The witch technical interviews (reversing, hexing, typing, rewriting, unifying) by Kyle Kingsbury (13,300 words, 53 mins): what if a witch interviewed for software engineering roles? Kyle, whose day job is designing distributed databases, also writes fantastic fiction here. Impossible to summarize, so here’s a taste:
If you want to get a job as a software witch, you’re going to have to pass a whiteboard interview. We all do them, as engineers–often as a part of our morning ritual, along with arranging a beautiful grid of xterms across the astral plane, and compulsively running ls in every nearby directory–just in case things have shifted during the night–the incorporeal equivalent of rummaging through that drawer in the back of the kitchen where we stash odd flanges, screwdrivers, and the strangely specific plastic bits: the accessories, those long-estranged black sheep of the families of our household appliances, their original purpose now forgotten, perhaps never known, but which we are bound to care for nonetheless. I’d like to walk you through a common interview question: reversing a linked list.

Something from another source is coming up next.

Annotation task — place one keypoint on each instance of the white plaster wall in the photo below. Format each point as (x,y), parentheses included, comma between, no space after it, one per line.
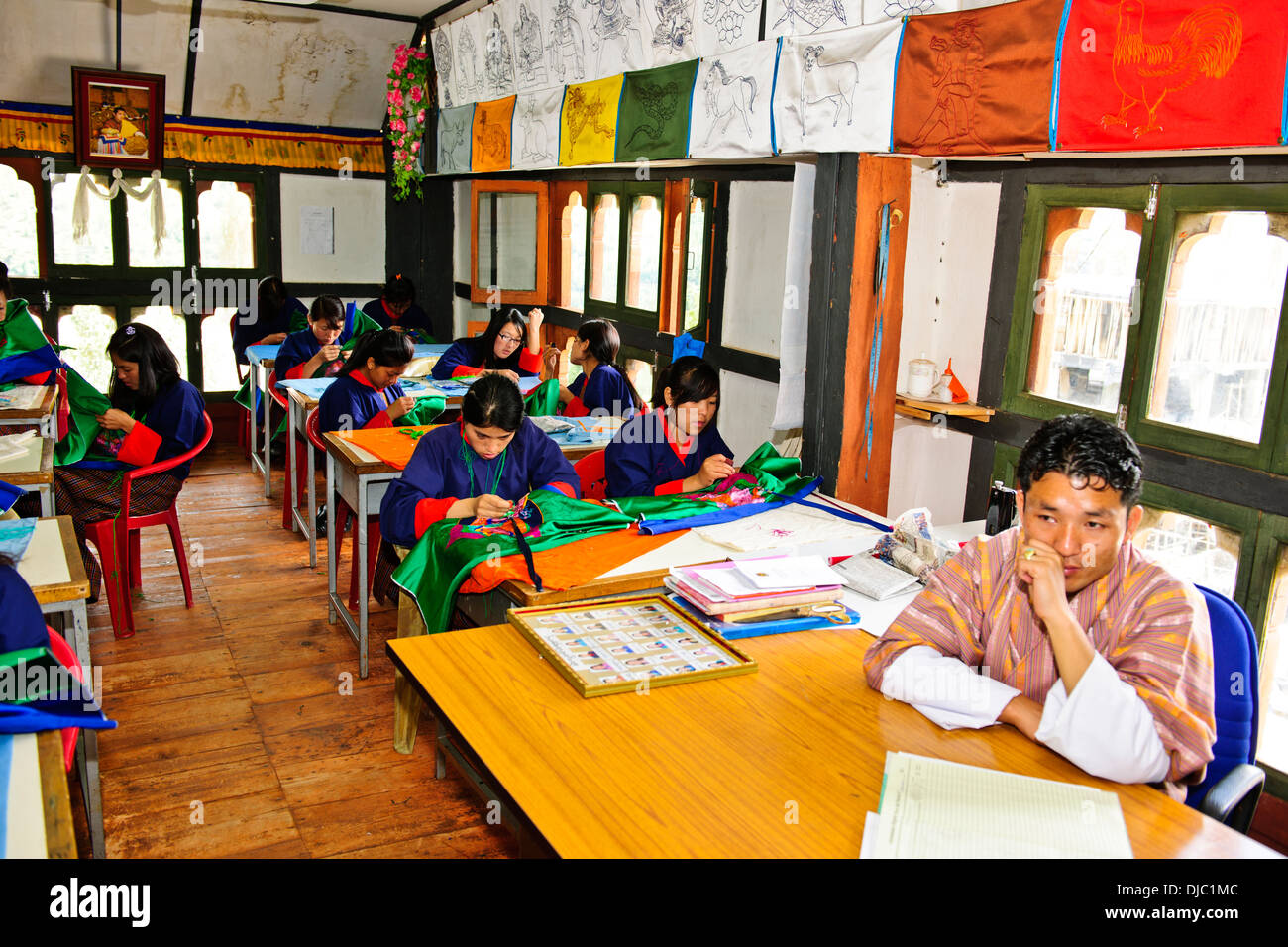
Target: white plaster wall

Selfies as a second language by Eugene Wei (1,300 words, 5 mins): there are stark generational divides in tech consumer behavior if you know where to look, driven by tech shifts: we shape our tools, then they shape us. Snapchat gives a particularly clear example, claims Eugene: send a Snap to older folks and they respond with either text or emojis; send it to young’uns and they respond with a selfie. His guess: old folks didn’t grow up with smartphones so they experience “photographic body alienation” because cameras introduce distortions (“adds ten pounds”), but young’uns don’t because they’re used to smartphone cameras, they’ve internalized the disparity between selfies and the real world like models/celebs do, and they’ve spent a lot of time mastering the selfie (e.g. A/B testing selfie poses for most likes) as a rational strategy to accumulate social capital, driven by the insight that virtual self > physical self. Since older folks get set in their ways, this means selfies will always be a “second language” to them.